生命維持に関するシステムは、ほぼ全自動、24時間体制お任せで稼働してくれています。

完璧すぎて優秀すぎて、その乗り物の主人でさえ、何がどうなって生命を支えているのかわからないくらいです。

 

この完全な乗り物の主人に課させた任務は、選択し、指令を与えることだけです。

起きる?眠る?の選択で、起きる!と選択し、指令を出すと身体は起き上がり、次の指令を待ちます。

いちいち指令を待つのはもどかしいので、思考は過去のデータを元に安全に安定的な動作をパターン化して自動でやれるようにしていきます。

 

乗り物(身体)の方は、その方が早く動けますし、指令を出す主人は身体のシステムがよくわからないので、自動設定で動く方が都合がいいのです。

 

だから、主人の役目は、通常どおり(自動設定)にしたくないとき、行動を選択し、指令を出すだけになりました。

 

ここまでは、主人(わたしたちです!)にとっても、乗り物(身体)にとっても好都合です。しかし、ここから先が問題なのです。
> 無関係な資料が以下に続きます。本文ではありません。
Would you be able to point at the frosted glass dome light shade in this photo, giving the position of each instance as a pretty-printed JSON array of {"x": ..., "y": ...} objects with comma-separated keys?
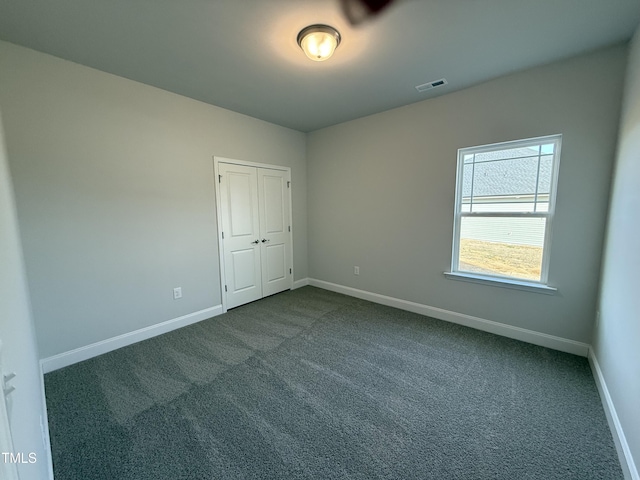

この乗り物(身体)には、エゴ(生存本能)という運転手がついていて、本来は主人の指令どおりに人生というコースを運転することになっています。

 

エゴは身体の運転を任されているうちに、「他の指令もわたしに任せてくれた方が、この地球上ではうまく生きられます。わたしは生存本能ですから。何かあるときだけの、『いま、ここ、この瞬間』の指令だけ出してくれたらいいですよ」と、主人の指令を出す役割まで請け負ってしまうのです。

 

主人(わたしたちです!)は、エゴが乗り物(身体)と人生を乗っ取ろうと企んでいることも知らずに、「いま、ここ、この瞬間」以外のすべての指令をエゴ(運転手)に任せてしまうことになるのです。

 

これだと、主人はただ黙ってエゴ(運転手)選択のコースを眺めているだけで終わってしまいますよね?

たぶん、エゴ(運転手)は、主人が後部座席で居眠りをしてくれるのを望むでしょうから、どちらのコースを選択しますか?なんて尋ねはしないでしょう。

 

エゴ(生存本能)は、身体のシステムも地球上も社会のこともわかっていない主人(「大いなる存在」であることを忘れてしまったわたしたち)の指令なんて聞いていたら、生きていけないと思っているので、指令の権限のすべてを自分のものにしようと、虎視眈々と狙っているのです。

 

でも、人生はわたしたちが「大いなる存在」であるときに計画された完全無欠なものなのです。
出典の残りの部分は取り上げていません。